2) 自然放射線源などから受ける年間線量
 人が平常時に自然から受ける放射線量は前述したが、定期健康診断などの医療被ばくでもかなりの放射線を浴びている。自然由来の放射線被ばく量はラドンの被ばくを合わせて年間1.5~2.5mSvであるが,日本人のX線CT(コンピューター断層撮影=Computed Tomography)や、胃がんや大腸がん検診による被ばくは諸外国の2倍ほどあり、癌検診のために発癌作用のあるX線を過剰に照射して発癌リスクを高めているのではないかと指摘して、その多さを懸念している医学専門家もいる。

 筆者は07年の夏に突然体調を崩し緊急入院した。救急搬送先の病院での検査は止むを得ないが、数週間後に転院したリハビリ病院でも頭部と胸部のX線CTほかフルコースの診断を受けた。X線CTは照射時間にもよるが30mSv程度は被ばくするそうである。今の医療制度の問題なのかもしれないが、短期間に二度も大量のX線を浴びるのは気持ちの良いものではない。翌年2月に人間ドックの予定であったが、半年以内に三度目の被ばくが気になったのでパスし6月受診に変更した。余分な被ばくはしない方が良い。病院間の診断情報の共有化が進めば過剰な照射は減らせるし医療費も減らせるのではなかろうか。読者諸氏が万一の場合には診断情報を入手して転院先に持ち込むことを推奨したい。

図3

3) 国が定めた除染レベルとその意味
 ICRPは放射能汚染地域で生活する場合の年間被ばく量が1~20mSvに収まるようにという目安を示し、長期的に1mSvを目指すべきと提案しており、それをもとに除染レベルが議論された。

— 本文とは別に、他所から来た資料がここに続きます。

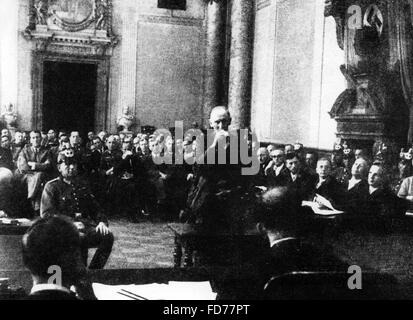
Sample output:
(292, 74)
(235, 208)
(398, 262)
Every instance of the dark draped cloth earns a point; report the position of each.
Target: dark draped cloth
(401, 30)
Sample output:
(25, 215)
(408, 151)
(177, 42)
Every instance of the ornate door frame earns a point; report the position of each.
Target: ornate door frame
(102, 81)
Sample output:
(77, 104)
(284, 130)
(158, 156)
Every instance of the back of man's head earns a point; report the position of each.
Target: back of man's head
(52, 241)
(278, 210)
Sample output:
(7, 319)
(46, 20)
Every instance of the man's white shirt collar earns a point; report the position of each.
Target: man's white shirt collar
(47, 287)
(276, 242)
(371, 189)
(352, 182)
(278, 169)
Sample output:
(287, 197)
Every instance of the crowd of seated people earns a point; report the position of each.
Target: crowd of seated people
(348, 179)
(125, 179)
(119, 168)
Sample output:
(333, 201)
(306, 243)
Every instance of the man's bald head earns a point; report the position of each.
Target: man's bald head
(220, 119)
(263, 155)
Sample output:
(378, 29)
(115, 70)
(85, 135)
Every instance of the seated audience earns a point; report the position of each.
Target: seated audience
(33, 165)
(311, 159)
(276, 169)
(52, 140)
(17, 146)
(381, 201)
(289, 149)
(338, 169)
(70, 195)
(55, 242)
(270, 147)
(406, 188)
(264, 159)
(6, 156)
(110, 159)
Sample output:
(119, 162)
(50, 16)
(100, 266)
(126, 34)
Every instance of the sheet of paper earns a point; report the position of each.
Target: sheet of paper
(191, 290)
(325, 202)
(156, 291)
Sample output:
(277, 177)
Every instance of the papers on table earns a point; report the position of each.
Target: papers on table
(10, 221)
(174, 290)
(322, 206)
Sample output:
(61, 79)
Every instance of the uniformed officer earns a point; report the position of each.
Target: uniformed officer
(69, 195)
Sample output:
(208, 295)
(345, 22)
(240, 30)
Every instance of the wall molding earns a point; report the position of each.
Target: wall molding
(171, 20)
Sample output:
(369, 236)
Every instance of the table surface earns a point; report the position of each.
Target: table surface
(15, 228)
(229, 283)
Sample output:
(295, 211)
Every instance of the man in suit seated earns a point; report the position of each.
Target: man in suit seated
(17, 145)
(33, 164)
(264, 158)
(70, 195)
(279, 220)
(406, 190)
(381, 202)
(53, 243)
(276, 169)
(311, 159)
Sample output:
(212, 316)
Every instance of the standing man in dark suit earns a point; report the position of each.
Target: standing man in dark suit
(325, 185)
(33, 164)
(279, 220)
(70, 195)
(17, 145)
(381, 202)
(276, 169)
(297, 180)
(49, 246)
(357, 191)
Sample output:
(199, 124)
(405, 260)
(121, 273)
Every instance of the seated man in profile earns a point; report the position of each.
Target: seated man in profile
(276, 170)
(33, 164)
(51, 251)
(406, 189)
(298, 181)
(279, 220)
(357, 191)
(326, 186)
(381, 202)
(70, 196)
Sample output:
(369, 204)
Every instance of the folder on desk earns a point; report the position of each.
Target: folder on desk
(174, 290)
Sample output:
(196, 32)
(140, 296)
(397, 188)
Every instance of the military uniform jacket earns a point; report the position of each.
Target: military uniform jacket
(60, 197)
(42, 159)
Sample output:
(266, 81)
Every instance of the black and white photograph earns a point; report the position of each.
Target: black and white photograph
(184, 151)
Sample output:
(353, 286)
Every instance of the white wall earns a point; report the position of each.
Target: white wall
(8, 51)
(296, 76)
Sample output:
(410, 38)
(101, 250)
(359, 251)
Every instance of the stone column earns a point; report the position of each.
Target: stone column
(8, 52)
(127, 92)
(215, 55)
(240, 73)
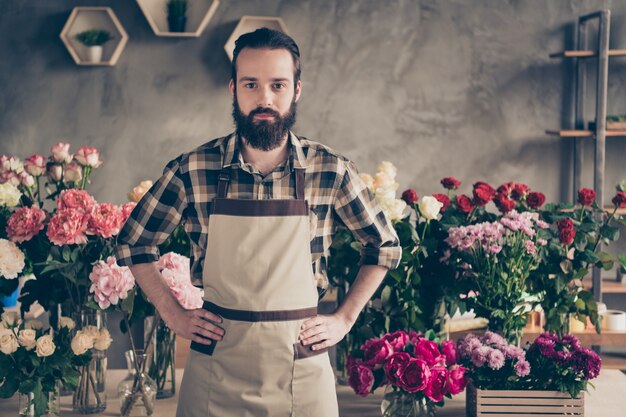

当初、除染基準として5mSv以上という案が検討されたが、被災地自治体からの批判を受けて環境省は1mSv以上に基準を強化した。1mSv/年以上=1,000μSv/年以上であり、これは一日あたりで平均すると2.74μSv、一時間平均0.11μSvになる。

 家屋自体に遮蔽効果があるので、屋内と屋外のそれぞれの滞在時間を勘案して年間被ばく量を積算する。筆者が除染事業を手伝っている郡山市では屋外活動1日8時間、屋内滞在16時間、建物の遮蔽効果により屋内が屋外の0.4倍の線量率になるとして、年間追加被ばく線量を1ミリシーベルトにするための屋外の時間当たり線量率を決定、それを除染目標としている。その計算式は、

年間1mSv=(0.19μSv/h×8時間+0.19μSv/h×0.4×16時間)×365日

 1mSv/年の定義は、事故由来の放射性物質による被ばくで自然放射線に加算する追加被ばくであり、計測上は自然放射線が加わる。そのため屋外の除染目標線量は、計算値の毎時0.19μSvに大地からの線量毎時0.04μSvを加えて毎時0.23μSvということになっている。07年ICRP勧告の平常時最大許容線量1mSv/年には冷戦期の核実験で生成した放射性物質で半減期の長いもの137Cs, 90Srは含むが、14Cや40Kなど自然放射線による被ばくは含まないはずである。含めてしまうと日本全国を除染するという、とんでもない話になりかねない。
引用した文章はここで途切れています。